Norwegian Exposure: Oslo studio studies concept, form, and material

April 4, 2011

The spring semester's Oslo Option Studio: Lofoten Timber Towers explored the relationship between architectural concepts, structural forms, and material choices. Taught by architecture professor Mark Cruvellier and Beate Hølmebakk of the Oslo School of Architecture and Design, the studio focused on the design of small but significant architectural installations in the form of timber bird-watching towers on the spectacular Lofoten Islands located off the Norwegian coast.

The studio traveled to Norway in March, where students met with local architects, engineers, and artists who have worked on projects that are related to the materials, scale, and natural landscape issues integral to the studio's design agenda.
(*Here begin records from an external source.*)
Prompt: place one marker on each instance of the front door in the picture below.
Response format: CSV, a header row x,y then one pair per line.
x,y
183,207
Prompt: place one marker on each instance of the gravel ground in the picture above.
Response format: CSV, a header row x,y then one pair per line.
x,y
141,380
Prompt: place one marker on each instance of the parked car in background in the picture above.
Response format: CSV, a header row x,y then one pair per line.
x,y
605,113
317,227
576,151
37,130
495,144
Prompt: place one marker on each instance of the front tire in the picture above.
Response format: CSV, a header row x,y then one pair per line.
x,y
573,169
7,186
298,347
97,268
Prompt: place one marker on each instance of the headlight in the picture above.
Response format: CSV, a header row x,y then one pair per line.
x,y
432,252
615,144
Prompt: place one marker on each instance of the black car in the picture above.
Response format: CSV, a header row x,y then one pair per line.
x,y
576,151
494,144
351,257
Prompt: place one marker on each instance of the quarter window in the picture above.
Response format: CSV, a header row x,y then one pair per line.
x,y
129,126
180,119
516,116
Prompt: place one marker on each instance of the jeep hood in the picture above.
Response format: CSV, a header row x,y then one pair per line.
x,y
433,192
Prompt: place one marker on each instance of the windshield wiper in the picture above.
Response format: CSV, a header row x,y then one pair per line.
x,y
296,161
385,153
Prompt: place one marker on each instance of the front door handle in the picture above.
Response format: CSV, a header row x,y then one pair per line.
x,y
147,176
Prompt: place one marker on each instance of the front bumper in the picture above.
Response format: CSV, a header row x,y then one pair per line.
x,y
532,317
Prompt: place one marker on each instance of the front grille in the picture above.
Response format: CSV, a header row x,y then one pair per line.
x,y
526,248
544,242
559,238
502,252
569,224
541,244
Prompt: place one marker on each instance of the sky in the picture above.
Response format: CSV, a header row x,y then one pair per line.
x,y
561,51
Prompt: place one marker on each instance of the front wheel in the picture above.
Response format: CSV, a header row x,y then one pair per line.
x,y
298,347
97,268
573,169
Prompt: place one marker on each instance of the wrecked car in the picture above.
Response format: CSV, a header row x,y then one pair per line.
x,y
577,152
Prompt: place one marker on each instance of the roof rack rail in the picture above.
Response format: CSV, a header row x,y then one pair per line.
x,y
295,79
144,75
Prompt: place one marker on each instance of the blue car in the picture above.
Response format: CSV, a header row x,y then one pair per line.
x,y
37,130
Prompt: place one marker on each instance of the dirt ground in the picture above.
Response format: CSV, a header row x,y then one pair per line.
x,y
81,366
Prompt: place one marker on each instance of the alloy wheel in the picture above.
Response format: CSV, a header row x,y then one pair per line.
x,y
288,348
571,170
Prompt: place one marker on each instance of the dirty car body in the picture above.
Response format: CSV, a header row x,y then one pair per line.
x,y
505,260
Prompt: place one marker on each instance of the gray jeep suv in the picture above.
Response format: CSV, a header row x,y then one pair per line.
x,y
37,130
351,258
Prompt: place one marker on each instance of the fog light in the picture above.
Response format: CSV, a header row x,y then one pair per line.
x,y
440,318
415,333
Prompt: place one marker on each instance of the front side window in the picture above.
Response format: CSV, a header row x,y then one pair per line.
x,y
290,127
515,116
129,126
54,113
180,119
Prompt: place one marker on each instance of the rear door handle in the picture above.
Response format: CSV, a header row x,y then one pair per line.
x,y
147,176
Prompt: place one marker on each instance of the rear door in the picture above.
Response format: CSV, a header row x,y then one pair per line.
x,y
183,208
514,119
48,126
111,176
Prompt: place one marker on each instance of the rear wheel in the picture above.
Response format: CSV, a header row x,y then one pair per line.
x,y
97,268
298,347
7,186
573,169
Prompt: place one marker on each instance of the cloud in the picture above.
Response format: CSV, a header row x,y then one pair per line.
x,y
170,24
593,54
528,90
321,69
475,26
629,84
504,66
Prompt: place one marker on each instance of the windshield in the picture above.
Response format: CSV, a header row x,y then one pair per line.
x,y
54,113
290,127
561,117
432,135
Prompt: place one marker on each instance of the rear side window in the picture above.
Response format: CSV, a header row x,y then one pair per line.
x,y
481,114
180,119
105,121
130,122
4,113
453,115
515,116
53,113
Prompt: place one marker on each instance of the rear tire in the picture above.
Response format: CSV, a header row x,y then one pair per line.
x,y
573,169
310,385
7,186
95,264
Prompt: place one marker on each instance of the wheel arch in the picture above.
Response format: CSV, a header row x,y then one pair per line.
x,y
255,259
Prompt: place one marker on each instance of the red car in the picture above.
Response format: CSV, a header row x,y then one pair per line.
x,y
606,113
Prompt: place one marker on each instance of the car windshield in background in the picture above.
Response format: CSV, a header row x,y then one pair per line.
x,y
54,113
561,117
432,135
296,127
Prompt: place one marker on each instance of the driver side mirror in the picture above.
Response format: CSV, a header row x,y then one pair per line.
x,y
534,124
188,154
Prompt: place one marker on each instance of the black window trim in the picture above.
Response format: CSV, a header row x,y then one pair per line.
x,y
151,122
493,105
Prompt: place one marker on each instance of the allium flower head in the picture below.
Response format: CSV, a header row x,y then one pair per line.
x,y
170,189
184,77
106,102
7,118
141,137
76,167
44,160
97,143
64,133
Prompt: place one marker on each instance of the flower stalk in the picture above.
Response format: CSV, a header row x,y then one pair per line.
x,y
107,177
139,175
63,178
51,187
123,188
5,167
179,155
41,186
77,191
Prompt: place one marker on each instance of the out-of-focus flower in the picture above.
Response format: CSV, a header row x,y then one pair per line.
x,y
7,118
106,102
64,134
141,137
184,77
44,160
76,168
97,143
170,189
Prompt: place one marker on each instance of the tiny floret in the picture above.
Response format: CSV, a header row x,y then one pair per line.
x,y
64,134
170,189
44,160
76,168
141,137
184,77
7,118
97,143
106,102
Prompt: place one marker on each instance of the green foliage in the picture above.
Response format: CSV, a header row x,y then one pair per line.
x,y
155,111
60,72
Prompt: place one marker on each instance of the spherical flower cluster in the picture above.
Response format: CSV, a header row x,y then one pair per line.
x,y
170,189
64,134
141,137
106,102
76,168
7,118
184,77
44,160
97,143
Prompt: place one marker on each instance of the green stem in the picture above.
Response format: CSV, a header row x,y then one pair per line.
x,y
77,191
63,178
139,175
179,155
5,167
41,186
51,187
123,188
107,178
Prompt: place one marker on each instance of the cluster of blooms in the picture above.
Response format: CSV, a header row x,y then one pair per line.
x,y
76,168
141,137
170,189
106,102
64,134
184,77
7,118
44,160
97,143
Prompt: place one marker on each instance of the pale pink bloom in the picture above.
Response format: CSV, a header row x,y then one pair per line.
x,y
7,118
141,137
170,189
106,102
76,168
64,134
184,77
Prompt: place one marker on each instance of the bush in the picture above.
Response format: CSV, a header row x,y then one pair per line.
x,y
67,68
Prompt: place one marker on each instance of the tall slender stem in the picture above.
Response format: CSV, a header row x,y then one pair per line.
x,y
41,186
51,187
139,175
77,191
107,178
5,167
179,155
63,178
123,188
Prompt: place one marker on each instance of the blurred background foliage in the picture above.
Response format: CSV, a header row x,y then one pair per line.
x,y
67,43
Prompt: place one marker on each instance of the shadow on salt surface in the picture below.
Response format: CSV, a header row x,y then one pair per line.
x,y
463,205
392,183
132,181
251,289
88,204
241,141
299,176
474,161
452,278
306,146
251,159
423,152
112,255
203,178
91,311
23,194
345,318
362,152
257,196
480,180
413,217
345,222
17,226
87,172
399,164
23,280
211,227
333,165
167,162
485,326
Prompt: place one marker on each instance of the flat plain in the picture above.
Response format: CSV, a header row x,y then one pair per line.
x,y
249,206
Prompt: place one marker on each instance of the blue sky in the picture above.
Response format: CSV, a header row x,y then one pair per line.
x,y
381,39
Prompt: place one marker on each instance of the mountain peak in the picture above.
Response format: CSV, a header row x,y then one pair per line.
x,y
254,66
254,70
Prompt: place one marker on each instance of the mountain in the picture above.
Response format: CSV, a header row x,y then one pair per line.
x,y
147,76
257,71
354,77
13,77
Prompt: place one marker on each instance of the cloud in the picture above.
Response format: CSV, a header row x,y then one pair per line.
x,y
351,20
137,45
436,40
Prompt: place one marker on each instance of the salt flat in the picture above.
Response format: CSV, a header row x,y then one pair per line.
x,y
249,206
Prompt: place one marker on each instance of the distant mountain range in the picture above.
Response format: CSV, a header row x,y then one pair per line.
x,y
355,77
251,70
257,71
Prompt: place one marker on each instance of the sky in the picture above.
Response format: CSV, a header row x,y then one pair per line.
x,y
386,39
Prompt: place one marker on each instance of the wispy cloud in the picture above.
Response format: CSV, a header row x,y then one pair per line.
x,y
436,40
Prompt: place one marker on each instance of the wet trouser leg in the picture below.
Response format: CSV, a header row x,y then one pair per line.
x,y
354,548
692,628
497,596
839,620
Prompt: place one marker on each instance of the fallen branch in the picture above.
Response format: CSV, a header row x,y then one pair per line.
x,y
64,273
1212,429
Students attended a presentation about Peter Zumthor's Memorial in Memory of the Victims of the Witch Trials in Vardø, lectures by Oslo School of Architecture faculty members Per Olaf Fjeld and Michael Hensel, and a guest lecture by Yves Weinand of the École Polytechnique Fédérale de Lausanne (EPFL) on his research on innovative timber technologies.  

The trip also included tours of the Oslo National Opera and Ballet building, the National Architecture Museum, and presentations at the offices of Snøhetta and JSA. On the final day, students traveled two hours north of Oslo to Hamar to visit Sverre Fehn's Hedmark Museum, which Paul Joran (M.Arch. '11) described as "amazingly elegant and inspiring." The day ended with a memorable afternoon spent at the lakefront home and studio of large-scale timber and stone sculptor Knut Wold.  

"The Oslo trip was one of the most diverse and educational trips I have ever been on," says Yazma Rajbhandary (B.Arch. '12). "We were given the opportunity to interact with an international panel of critics, hear lectures by a range of professionals we would have otherwise never had the opportunity to see, and were then allowed to sit and admire an artist's work in the form of his unique home. This trip solidified the goal of the studio; to show us that small-scale architecture is no less impressive and no less monumental than larger work."